Ich weiß, daß in mir, das heißt in meinem Fleisch, nichts Gutes wohnt; das Wollen ist bei mir vorhanden, aber ich vermag das Gute nicht zu verwirklichen. Denn ich tue nicht das Gute, das ich will, sondern das Böse, das ich nicht will. Wenn ich aber das tue, was ich nicht will, dann bin nicht mehr ich es, der so handelt, sondern die in mir wohnende Sünde. Ich stoße also auf das Gesetz, daß in mir das Böse vorhanden ist, obwohl ich das Gute tun will. Denn in meinem Innern freue ich mich am Gesetz Gottes, ich sehe aber ein anderes Gesetz in meinen Gliedern, das mit dem Gesetz meiner Vernunft im Streit liegt und mich gefangen hält im Gesetz der Sünde, von dem meine Glieder beherrscht werden. Ich unglücklicher Mensch! Wer wird mich aus diesem dem Tod verfallenen Leib erretten? Dank sei Gott durch Jesus Christus, unseren Herrn! Es ergibt sich also, daß ich mit meiner Vernunft dem Gesetz Gottes diene, mit dem Fleisch aber dem Gesetz der Sünde.

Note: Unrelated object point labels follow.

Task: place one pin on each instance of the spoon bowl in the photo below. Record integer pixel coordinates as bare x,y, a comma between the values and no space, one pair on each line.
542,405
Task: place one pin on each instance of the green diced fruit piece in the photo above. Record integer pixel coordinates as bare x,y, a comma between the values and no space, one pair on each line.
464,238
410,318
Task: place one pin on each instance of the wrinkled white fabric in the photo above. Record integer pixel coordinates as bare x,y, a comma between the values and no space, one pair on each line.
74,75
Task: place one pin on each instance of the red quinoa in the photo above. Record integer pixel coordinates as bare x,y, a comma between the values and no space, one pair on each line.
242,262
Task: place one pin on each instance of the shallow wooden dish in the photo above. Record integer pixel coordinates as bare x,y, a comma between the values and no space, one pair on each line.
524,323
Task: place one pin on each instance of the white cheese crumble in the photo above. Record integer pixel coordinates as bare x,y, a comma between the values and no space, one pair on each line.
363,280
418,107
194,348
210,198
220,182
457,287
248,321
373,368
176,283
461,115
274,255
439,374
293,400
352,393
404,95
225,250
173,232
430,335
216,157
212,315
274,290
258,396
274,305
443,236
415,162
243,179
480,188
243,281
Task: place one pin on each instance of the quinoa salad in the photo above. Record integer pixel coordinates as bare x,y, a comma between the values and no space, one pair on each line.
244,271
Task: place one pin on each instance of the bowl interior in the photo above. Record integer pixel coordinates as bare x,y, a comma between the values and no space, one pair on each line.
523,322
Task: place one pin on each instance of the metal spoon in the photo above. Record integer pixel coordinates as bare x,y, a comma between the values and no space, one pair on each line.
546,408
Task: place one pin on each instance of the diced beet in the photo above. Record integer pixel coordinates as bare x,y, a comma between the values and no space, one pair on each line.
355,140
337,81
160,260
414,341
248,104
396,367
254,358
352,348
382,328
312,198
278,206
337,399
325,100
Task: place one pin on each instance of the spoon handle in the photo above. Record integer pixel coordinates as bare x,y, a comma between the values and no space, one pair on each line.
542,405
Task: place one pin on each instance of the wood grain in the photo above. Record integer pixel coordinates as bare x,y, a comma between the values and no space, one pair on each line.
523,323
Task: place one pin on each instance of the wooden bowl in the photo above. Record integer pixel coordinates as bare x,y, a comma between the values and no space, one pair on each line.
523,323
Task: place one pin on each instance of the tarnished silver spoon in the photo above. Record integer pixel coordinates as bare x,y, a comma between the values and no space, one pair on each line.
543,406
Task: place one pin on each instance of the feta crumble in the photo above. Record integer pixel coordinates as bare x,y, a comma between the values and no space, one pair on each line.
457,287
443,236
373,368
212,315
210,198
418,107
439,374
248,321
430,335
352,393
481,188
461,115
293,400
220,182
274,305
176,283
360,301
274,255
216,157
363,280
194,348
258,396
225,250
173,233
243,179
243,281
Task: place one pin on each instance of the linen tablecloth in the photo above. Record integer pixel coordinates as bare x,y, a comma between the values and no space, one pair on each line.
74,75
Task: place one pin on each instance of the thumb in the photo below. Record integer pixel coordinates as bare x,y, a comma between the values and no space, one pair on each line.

Der Heilige Apostel Paulus beschreibt hier den Kampf gegen das eigene Fleisch, anders ausgedrückt, den Kampf gegen die schlechten Neigungen.

Die geistlichen Lehrer machen uns darauf aufmerksam, daß wir es in der Nachfolge Christi mit drei Feinden zu tun haben: mit dem Teufel, mit der Welt – um nicht ihrem Sog und ihren Verlockungen zu erliegen, und mit dem Fleisch, d.h. mit unserem ungeordneten geistigen und sinnlichen Verlangen.

Vielleicht kann man sagen, daß der letztere der schwierigste Kampf ist, weil wir es ständig mit ihm zu tun haben. Paulus beschreibt es ja sehr deutlich: Die Vernunft ist nicht stark genug, den Lockungen der Sünde zu widerstehen. Dies ist die Folge der Erbsünde, deren Auswirkungen noch durch die persönlichen Sünden verstärkt werden.

Diese Bestandsaufnahme ist betrüblich, aber notwendig, damit wir in der Einschätzung unserer Situation nicht etwa auf die Gutheit unserer menschlichen Natur setzen.

Es hilft der realistische Blick, den uns die wahre Lehre der Kirche schenkt (Katechismus der Katholischen Kirche, Nr. 385-412). Unser Wille ist zwar geschwächt, aber nicht völlig zerstört. Deshalb können wir uns mit der Gnade Gottes aufmachen, den negativen Neigungen unserer gefallenen Natur entgegenzuwirken. Diesem Kampf müssen wir uns stellen, damit wir in gewisser Weise die Integrität unserer Person zurückgewinnen und unter der Herrschaft Gottes Herr im eigenen Haus werden können.

Diesen Kampf bezeichnen die geistlichen Lehrer als “Askese”. Der Völkerapostel hat uns ja schon klar gemacht, daß die Rettung aus diesem Zustand der Sünde durch unseren Herrn Jesus Christus kommt. Nur in Ihm und mit Seiner Hilfe wird es möglich, dauerhaft unseren schlechten Neigungen entgegenzuwirken, diesen Kampf aufzunehmen und ihn auch nach erlittenen Niederlagen nicht aufzugeben.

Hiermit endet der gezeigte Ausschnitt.